His reasoning is that he's seen you alone for a jillion years.

God forbid anybody try to be a friend.

At least come from the position of: "Look, I know you just want to see me happy. This really just isn't my thing. It never will be. Thanks all the same."

That is pretty much the position I have taken. I find dealing with sort of stuff draining because I often look around at other people I have knows and wonder why I never get introduced t them but then I look and obviously they are not going to be interested in me. Case in point was I matched with someone who does appeal to me on Bumble, she is looking for "casual"chatted to me for a day and then never heard a thing. I lead myself to believe I had a chance there.

It might sound odd but I'd rather when it comes to dating live in a place of hopelessness than a place of false dawns. 

Blind dates can work but not for oddballs like me.

Posted

If I were in your shoes, I wouldn't go on this specific blind date.
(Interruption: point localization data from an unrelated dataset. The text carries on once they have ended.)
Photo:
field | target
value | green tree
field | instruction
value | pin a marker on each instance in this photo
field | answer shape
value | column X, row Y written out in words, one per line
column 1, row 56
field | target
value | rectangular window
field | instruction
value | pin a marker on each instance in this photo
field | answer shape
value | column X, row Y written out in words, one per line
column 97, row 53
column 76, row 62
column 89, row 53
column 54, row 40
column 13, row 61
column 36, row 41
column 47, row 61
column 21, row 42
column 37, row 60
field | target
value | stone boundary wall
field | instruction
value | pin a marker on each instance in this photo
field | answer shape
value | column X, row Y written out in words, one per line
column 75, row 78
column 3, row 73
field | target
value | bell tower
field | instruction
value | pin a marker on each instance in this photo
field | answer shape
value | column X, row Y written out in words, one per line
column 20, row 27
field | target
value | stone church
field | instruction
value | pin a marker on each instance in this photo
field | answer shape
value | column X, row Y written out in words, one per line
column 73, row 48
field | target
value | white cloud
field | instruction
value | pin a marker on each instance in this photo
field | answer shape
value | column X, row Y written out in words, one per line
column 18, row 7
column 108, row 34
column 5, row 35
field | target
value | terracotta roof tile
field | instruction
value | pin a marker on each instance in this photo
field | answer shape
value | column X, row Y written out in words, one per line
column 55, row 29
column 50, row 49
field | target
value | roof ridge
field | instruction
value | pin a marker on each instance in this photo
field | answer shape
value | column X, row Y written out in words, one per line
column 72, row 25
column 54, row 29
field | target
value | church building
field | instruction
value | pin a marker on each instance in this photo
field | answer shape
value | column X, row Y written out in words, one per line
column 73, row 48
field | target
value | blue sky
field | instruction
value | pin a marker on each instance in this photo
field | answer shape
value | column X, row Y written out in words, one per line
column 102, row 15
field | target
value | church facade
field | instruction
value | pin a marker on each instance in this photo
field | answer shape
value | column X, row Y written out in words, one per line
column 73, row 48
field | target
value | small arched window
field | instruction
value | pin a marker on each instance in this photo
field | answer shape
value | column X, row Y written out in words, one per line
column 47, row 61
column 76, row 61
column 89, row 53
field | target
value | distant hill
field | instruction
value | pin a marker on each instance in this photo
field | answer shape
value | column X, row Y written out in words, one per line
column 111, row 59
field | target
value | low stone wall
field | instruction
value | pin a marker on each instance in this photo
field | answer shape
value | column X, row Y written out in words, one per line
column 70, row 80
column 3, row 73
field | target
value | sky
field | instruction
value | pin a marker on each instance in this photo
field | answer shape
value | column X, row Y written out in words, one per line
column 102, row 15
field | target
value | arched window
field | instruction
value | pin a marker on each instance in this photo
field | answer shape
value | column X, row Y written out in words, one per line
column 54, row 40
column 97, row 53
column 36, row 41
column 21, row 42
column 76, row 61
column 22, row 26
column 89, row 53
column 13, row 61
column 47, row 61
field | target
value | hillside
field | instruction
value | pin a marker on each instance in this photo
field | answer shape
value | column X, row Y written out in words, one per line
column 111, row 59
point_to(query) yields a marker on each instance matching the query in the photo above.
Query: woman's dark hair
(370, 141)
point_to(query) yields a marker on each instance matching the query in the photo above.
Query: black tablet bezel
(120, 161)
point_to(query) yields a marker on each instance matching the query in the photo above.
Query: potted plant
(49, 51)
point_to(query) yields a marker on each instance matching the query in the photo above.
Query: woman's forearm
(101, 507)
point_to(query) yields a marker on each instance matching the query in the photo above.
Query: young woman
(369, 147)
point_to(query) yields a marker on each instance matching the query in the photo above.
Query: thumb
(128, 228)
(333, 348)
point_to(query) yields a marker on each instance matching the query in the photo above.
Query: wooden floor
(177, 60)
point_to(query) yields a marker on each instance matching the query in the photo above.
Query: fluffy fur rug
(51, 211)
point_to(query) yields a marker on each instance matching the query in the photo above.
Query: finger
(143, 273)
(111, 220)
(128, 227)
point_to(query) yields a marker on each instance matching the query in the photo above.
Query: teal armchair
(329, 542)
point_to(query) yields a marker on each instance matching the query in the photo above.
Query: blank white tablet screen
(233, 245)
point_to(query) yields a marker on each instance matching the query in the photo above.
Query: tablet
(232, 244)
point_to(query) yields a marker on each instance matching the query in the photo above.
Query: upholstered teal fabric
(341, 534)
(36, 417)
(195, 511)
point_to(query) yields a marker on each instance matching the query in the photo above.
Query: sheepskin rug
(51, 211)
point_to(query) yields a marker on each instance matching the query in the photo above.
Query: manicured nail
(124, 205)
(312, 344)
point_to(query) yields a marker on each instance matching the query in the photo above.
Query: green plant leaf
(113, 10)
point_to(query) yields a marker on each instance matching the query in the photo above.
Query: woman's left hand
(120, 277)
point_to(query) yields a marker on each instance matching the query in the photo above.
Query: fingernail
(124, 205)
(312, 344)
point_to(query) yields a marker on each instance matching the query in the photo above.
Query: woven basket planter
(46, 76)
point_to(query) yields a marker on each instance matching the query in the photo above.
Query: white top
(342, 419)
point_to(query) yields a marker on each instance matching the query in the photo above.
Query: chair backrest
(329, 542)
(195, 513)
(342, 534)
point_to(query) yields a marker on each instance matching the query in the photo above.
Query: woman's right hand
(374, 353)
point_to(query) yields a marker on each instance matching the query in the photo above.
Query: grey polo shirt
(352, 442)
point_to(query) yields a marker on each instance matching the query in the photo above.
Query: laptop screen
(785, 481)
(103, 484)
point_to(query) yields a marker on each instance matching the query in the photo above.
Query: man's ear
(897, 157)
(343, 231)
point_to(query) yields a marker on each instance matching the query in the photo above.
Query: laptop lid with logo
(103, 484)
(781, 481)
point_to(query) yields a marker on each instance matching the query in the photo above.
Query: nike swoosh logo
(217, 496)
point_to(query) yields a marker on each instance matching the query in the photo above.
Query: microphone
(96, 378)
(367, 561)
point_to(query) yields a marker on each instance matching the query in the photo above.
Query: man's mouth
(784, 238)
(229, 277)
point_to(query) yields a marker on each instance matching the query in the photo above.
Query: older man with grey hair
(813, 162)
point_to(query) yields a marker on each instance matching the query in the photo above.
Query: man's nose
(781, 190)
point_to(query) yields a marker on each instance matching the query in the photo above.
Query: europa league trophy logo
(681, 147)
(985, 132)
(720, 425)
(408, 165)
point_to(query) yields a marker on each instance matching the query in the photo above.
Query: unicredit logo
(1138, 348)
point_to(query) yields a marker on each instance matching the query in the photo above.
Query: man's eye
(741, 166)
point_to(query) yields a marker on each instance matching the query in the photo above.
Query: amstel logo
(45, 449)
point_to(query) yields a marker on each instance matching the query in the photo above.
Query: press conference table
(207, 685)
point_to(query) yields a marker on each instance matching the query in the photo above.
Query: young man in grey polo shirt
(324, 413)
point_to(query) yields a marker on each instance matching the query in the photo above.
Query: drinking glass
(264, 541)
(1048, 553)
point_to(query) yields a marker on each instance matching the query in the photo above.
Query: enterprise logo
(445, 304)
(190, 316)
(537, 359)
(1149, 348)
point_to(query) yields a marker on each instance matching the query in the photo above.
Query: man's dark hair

It sounds like your friend doesn't really understand you and doesn't have much insight into human psychology 😆 (I'm actually curious about why you're friends. Is he a better friend in other spheres of life?). So I would steer clear of being set up by him.

I might consider being set up by somebody who actually got me at a basic level and who listened to what I said about whom I was interested in dating.

I also wouldn't mind just being introduced to people as potential friends (say, at a party) and getting to know them organically.

Posted
On 10/20/2020 at 8:22 AM, ZA Dater said:

She is 45+ and I simply do not find her attractive. He tells me she is stunning yet he wouldn't date her that's what gripes me about these set ups it's the same nonsense everytime.

Morally I can't pay but believe me it's to me the best of a list of bad ideas.

 

Sounds pretty cut and dry to me. Your not attracted to her and she doesn't interest you and she's got kids.l agree, why bother.